In the absence of Supreme Commander Choka and Malik Carr—and assure
d of victory at Tynna—the priests had performed the rituals necessary for removing from its crèche aboard the Yammka an enormous, dedicated villip Choka had brought with him from the outer rim of the galaxy. The rituals had involved the intonation of countless prayers, the use of much sacrificial blood, and ceaseless stroking of the bony ridge that was the helmet-shaped villip’s most prominent feature.
By the time the commanders returned from their brief visit to Tynna, the villip had been relocated to ceremonial surroundings in a hold cleared of everyone but the most exalted of the priests. Below their far-larger companion sat the transmitting villips consciousness-joined to Nas Choka and Malik Carr, who genuflected reverently before the towering communicator, bare heads lowered, wrists crossed atop the elevated knee, and command cloaks falling around them like shrouds.
Nearby the priests sat cross-legged, chanting the invocations that would put the villip in sequential contact with scores of signal villips that had been positioned in space along the invasion path.
With loud sucking noises, a cavity resembling an eye socket puckered to life in the center of the villip’s ridge; then along that line the villip everted, turning completely inside out and assuming the features of Warmaster Tsavong Lah.

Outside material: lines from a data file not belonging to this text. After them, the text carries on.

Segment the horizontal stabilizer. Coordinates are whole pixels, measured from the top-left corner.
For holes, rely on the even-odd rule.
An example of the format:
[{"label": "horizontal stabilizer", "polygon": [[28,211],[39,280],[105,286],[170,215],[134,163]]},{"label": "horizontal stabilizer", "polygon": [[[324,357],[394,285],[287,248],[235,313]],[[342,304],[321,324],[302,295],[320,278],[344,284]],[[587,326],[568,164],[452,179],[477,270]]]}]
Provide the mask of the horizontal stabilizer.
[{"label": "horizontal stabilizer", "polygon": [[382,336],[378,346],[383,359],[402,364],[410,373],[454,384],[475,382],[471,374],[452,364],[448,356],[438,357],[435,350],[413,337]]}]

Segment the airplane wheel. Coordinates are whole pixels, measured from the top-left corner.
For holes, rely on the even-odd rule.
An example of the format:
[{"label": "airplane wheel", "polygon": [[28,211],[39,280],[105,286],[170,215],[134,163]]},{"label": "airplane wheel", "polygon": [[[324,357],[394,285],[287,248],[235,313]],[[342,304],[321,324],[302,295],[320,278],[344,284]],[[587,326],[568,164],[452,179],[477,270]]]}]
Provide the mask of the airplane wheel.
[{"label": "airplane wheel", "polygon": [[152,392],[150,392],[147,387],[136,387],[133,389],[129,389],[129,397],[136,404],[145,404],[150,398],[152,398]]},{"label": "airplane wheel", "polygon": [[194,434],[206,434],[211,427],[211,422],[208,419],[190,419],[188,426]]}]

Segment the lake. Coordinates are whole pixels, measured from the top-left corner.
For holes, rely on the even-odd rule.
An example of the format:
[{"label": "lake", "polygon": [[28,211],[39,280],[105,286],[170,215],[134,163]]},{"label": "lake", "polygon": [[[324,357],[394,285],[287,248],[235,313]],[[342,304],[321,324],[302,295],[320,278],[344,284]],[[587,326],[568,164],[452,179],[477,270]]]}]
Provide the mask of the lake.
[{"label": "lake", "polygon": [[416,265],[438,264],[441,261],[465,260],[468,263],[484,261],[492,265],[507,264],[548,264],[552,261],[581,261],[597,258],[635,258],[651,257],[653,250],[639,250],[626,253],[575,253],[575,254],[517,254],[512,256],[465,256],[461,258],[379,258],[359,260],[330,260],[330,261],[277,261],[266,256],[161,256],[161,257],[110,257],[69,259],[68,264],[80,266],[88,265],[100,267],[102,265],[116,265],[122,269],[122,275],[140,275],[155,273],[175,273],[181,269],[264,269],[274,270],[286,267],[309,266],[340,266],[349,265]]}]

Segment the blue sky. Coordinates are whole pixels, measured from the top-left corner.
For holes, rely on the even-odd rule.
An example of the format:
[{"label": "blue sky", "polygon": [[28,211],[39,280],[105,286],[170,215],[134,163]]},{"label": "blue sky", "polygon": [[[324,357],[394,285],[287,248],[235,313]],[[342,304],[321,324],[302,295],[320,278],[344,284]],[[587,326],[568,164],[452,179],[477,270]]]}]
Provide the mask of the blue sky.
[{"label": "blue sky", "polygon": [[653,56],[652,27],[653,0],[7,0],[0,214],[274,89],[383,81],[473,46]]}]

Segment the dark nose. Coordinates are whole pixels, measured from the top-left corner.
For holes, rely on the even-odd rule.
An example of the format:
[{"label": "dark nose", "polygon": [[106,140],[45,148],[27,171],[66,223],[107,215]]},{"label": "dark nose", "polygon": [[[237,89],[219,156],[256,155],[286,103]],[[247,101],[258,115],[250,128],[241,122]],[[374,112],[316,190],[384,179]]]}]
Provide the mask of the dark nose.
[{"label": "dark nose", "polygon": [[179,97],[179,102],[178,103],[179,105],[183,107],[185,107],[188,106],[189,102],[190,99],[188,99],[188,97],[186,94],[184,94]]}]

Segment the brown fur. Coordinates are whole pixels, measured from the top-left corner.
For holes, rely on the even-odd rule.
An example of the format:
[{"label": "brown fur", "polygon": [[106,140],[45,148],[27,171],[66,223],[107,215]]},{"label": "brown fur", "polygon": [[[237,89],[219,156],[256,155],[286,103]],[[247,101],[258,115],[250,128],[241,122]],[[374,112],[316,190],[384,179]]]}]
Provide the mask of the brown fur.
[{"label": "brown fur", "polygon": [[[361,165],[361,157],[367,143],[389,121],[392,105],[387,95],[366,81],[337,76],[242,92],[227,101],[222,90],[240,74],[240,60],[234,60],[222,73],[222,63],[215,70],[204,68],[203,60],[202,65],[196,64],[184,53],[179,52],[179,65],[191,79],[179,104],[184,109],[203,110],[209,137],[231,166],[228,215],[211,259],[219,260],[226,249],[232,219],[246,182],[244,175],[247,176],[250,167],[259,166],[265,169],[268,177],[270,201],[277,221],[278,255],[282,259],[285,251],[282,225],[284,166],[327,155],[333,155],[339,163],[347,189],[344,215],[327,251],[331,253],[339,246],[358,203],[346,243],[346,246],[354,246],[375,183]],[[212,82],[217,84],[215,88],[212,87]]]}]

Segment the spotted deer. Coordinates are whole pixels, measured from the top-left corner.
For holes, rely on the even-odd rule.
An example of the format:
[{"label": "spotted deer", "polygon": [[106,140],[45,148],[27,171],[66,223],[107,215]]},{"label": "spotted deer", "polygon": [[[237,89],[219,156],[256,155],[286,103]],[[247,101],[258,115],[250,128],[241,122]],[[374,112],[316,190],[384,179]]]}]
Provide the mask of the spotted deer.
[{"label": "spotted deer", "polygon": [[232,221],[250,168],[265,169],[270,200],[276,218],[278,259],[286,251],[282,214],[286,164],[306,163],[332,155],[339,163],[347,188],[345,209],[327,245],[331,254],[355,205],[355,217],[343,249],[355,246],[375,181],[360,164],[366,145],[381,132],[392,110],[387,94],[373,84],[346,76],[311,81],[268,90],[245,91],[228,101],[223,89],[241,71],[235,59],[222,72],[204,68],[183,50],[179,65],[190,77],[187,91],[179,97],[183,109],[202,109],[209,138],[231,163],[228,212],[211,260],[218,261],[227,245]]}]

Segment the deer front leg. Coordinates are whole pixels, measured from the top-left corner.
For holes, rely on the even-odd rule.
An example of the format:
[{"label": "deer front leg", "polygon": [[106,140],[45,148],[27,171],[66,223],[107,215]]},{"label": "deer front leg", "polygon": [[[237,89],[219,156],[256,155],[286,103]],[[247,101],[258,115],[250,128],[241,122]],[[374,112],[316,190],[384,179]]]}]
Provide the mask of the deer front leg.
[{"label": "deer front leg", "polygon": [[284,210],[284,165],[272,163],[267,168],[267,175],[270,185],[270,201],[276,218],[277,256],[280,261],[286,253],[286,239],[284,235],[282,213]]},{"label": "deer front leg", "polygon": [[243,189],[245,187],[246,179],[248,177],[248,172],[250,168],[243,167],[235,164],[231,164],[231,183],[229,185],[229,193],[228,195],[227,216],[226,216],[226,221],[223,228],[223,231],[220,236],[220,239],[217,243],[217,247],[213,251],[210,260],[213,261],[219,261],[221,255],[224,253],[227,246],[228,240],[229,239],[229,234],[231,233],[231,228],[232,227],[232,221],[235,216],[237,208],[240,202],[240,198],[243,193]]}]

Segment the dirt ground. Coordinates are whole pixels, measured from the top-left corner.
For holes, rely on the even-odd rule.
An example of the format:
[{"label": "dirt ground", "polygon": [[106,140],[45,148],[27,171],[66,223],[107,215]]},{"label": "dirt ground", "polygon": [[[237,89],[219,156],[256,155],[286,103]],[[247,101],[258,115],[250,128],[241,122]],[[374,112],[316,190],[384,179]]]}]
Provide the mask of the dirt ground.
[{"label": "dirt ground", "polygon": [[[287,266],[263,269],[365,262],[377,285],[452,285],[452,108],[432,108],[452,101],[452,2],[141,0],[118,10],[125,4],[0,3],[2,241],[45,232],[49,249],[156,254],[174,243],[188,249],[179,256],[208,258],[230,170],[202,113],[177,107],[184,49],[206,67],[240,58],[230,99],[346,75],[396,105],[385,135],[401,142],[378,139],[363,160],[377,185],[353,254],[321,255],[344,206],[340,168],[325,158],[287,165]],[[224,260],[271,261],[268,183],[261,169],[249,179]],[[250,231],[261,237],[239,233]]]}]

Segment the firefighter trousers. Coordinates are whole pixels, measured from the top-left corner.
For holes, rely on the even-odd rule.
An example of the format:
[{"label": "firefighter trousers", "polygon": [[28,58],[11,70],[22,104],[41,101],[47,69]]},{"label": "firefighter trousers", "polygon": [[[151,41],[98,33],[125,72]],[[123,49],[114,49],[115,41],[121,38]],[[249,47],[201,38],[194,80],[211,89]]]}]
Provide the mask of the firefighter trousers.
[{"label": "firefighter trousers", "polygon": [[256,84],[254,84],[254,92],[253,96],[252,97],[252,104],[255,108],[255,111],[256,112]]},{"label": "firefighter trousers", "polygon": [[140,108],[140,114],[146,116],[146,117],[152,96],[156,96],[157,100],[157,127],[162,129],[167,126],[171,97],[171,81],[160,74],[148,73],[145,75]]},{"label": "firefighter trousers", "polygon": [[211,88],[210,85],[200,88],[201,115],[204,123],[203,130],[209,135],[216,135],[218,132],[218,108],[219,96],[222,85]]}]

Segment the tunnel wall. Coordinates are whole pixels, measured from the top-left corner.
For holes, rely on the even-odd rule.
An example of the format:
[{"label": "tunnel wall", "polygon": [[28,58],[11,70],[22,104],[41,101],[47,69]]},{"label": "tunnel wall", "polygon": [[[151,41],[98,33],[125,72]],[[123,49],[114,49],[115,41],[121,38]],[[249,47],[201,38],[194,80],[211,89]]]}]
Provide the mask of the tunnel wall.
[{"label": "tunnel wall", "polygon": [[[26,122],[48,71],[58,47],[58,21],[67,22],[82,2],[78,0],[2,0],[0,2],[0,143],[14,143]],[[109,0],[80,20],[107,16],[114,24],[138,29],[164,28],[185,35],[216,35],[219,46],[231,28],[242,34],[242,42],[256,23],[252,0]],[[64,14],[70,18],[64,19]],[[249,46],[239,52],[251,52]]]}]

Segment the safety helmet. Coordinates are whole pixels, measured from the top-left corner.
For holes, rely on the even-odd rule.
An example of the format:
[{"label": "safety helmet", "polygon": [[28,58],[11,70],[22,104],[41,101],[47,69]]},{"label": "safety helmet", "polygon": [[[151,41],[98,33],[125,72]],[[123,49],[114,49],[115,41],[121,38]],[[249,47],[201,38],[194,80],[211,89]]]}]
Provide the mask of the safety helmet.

As elect protector of Supreme Overlord Shimrra, and well on his way to a kind of apotheosis, Tsavong Lah, through an endless series of escalations, had come to resemble the incarnation of Yun-Yammka, the god of war. Tsavong Lah’s head sloped back from his face, with dark hair both upswept and trailing like tassels from the blunt end. The blue sacks under eyes that were all pupil drooped like deep pockets to the corners of a voracious-looking mouth, and a deep notch bisected his skull from ear to ear. His full lips were ridged by myriad scars, and his ears protruded from his skull like little wings, with the lobes of each descending almost to his shoulders like elongated teardrops of molten wax. Below the neck, overlapping scales the color of rust grew like armor plates from breastbone and collarbones.